Personally, I commend the author - an investigative reporter at The Wall Street Journal who has covered the industry for many years - for including this information; as a journalist myself, I would have expected no less. I simply want potential buyers to know that a substantial portion of the book is so readers can get more information (and confirm where the author got his). Furthermore, this book is neither an expose nor an attempt to sway the vote in either direction; rather, it's a very thorough report on how the whole thing got started, where it's at now and, insofar as anyone can tell at this point, where it may go in the future.
There's little doubt "fracking" is here to stay, and I freely admit I haven't been all that happy about it since the volume has been turned up in and around my little part of northeastern Ohio and western Pennsylvania with exploration (some would insist the definitive word is "exploitation") of the vast area that contains Marcellus Shale.
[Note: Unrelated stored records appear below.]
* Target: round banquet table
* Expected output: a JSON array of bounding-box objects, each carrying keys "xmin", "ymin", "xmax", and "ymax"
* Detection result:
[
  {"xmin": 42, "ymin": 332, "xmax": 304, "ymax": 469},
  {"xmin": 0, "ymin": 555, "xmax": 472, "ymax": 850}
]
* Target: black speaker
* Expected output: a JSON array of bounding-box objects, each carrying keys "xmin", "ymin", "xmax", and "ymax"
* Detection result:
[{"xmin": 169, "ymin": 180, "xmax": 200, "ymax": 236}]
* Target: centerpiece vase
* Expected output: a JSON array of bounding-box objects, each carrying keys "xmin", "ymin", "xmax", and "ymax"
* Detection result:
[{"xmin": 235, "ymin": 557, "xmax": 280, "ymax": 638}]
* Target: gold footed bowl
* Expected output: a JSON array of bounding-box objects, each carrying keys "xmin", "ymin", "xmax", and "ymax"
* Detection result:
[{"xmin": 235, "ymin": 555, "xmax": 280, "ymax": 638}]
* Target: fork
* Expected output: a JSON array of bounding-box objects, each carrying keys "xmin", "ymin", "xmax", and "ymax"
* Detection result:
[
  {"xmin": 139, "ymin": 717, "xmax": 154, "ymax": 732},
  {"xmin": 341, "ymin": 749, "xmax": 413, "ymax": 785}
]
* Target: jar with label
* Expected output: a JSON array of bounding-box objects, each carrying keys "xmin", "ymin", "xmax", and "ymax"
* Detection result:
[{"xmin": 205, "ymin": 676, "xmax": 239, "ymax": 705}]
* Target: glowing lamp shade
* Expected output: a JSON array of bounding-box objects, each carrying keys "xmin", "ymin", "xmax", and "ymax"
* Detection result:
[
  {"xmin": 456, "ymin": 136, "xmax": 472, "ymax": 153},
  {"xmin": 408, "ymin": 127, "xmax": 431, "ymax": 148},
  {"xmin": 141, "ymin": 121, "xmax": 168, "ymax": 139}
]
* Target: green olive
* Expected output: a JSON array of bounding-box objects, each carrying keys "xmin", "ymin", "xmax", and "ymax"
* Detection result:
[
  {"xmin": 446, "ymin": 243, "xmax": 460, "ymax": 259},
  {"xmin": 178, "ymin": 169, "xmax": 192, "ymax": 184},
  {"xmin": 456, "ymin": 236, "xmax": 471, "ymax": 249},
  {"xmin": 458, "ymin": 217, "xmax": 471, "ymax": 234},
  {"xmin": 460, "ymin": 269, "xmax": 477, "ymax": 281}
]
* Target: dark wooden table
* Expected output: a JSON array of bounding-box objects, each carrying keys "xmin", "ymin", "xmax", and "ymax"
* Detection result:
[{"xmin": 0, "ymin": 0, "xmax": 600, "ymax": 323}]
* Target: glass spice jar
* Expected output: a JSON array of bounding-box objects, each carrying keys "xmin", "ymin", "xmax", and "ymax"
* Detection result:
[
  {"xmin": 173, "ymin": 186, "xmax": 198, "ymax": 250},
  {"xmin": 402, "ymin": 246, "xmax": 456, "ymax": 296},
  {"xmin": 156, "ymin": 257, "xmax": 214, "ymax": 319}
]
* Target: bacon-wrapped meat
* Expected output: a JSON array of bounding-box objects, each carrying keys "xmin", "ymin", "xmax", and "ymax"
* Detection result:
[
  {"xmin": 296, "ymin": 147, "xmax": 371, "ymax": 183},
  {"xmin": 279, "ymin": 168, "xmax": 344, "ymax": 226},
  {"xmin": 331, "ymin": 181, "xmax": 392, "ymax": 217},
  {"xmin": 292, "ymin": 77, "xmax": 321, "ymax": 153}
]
But I also admit to knowing little about how fracking really works, so I tried hard to keep an open mind as I read.
Now that I've finished, I can't say my overall opinion has changed, but my perspective certainly has. In fact, my biggest worry - that too much fracking (cracking solid rock miles below the earth's surface with drills and highly pressurized water mixed with other chemicals) - will blow our home planet apart from the inside out has pretty much gone by the boards, even though the fracking process has been linked to relatively mild earthquakes in some parts of the country (including mine). But that view been replaced by other concerns that continuing this "boom" at the rate it's going now may not be what's best for generations to come.
There's no way to condense all the facts and figures here (nor would I presume to try). But here are a few tidbits I picked up along the way:
- The gas and oil industry certainly isn't new; the first petroleum engineering degrees were conferred by the University of Pittsburgh in 1915 on four students - one from New Castle, Pa., which is within what I consider my local area.
- Nearly every well drilled in the United States today is a fracked well. That's about 100 wells a day, maybe more, that are being drilled year-round. "Whether you fear fracking or celebrate it, that's a lot of holes in the ground," the author writes.
- Fracking is so common that some have dubbed the new United States "Frackistan."
- By 2030, the United States is poised to become an oil exporter.
- In 2012, Chesapeake Energy, one of the industry giants and a big player in the Ohio-Pennsylvania market, earned $20 billion; the company drills more than 1,000 wells each year, all of them fracked. From 2004 to 2011, Chesapeake drilled more wells than any other company in the world - an average of four every single day.
One point that stood out in my mind is that the energy industry spends about $105 billion annually on hydraulic fracturing; about $5 billion of that is spent on "cementing," or securing the pipes to ensure that gas or salty water stays in the rock and doesn't flow into another one. But it appears there's precious little evaluation to make sure the cement itself is leak proof; it if isn't, gas can seep into shallow aquifers and then contaminate residential water (no doubt you've heard stories from folks who live near fracked wells about being able to set the water that comes from their kitchen faucets on fire). No, the very few times that happens may not be a huge concern (although those who experience it will say once is too often, and their point is well taken). But in my mind, at least, the issue of whether or not we're doing enough to prevent it from happening at all is.
The Boom: How Fracking Ignited the American Energy Revolution and Changed the World by Russell Gold (Simon & Schuster, April 2014); 385 pp.